JYNNEOS (also known as Imvamune or Imvanex) is an attenuated live virus vaccine authorized by the FDA for the prevention of monkeypox disease. The Advisory Committee on Immunization Practices is currently evaluating Jynneos in a pre-event context to protect individuals at risk of occupational exposure to orthopoxviruses such as smallpox and monkeypox. 

Furthermore, Brincidofovir (Tembexa), developed by Chimerix, is an antiviral medicine authorized by the FDA on June 4, 2021, to treat human smallpox disease in adults and pediatric patients, including newborns. The CDC is now working on an EA-IND to help enable the use of Brincidofovir as a therapy for monkeypox. However, Brincidofovir is not yet available through the SNS.
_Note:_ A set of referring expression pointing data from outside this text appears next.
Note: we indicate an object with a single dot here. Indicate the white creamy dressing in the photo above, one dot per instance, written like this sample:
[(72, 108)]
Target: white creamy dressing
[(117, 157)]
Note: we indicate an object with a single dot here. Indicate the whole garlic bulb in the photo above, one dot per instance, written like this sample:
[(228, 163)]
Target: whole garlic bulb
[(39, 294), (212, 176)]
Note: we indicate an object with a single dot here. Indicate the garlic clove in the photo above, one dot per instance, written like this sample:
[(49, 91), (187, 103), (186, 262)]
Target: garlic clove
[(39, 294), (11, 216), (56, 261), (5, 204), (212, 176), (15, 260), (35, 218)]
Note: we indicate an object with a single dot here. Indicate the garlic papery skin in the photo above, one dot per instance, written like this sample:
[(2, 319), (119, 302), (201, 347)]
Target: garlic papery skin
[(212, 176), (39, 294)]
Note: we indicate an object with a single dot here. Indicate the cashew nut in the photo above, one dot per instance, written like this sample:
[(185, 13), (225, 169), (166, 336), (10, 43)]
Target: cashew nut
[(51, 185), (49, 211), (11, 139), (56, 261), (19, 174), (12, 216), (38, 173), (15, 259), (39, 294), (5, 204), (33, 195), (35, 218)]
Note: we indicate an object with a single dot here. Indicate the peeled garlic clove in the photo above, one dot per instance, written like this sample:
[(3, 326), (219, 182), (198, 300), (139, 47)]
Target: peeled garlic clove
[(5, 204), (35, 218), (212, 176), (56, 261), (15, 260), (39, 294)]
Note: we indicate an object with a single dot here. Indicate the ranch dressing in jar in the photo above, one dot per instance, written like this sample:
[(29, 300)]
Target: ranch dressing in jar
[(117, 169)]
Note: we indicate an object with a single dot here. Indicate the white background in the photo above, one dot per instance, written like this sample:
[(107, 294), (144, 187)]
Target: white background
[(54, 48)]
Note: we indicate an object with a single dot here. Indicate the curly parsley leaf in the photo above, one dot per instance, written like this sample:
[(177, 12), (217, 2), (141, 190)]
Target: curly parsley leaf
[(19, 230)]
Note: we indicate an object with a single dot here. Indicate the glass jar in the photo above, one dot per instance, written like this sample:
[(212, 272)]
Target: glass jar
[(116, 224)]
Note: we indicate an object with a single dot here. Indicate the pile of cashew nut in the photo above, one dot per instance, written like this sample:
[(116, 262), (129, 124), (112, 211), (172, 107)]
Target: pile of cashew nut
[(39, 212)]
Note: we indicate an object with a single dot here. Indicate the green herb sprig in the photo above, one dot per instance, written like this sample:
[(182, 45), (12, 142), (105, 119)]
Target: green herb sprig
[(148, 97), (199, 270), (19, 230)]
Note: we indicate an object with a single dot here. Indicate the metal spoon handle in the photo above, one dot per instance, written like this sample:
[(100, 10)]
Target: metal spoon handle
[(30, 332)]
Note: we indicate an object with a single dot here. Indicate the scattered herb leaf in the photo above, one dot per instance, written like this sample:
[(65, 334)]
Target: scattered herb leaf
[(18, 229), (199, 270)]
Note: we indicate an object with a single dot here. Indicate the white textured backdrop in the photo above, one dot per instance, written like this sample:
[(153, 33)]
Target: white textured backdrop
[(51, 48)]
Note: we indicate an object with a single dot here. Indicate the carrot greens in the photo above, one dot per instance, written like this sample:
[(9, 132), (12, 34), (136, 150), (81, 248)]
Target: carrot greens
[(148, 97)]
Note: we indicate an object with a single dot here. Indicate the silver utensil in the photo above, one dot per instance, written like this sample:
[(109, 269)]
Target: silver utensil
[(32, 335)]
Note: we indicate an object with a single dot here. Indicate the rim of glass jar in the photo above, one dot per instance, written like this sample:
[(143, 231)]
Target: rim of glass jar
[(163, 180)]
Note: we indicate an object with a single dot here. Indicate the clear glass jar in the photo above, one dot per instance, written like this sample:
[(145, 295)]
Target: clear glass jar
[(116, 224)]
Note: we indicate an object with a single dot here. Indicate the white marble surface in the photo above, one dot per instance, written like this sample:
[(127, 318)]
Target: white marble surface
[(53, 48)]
Future Management of Monkeypox Virus

Back in the 1990s, only around 50 Monkeypox cases were reported in West and Central Africa, whereas after 20 years, in 2020, there were more than 5,000 cases of monkeypox recorded. Now in 2022, with almost 1500+ confirmed cases reported in over 25+ countries, the monkeypox outbreak is being observed throughout the world.

Scientists believe that there are additional undetected cases, and the virus is spreading at a greater rate, something which has never been experienced in the case of monkeypox. This very new emergence of the monkeypox virus is serving as a medical challenge throughout the world; although treatable with vaccines and medications, this virus is one to look out for.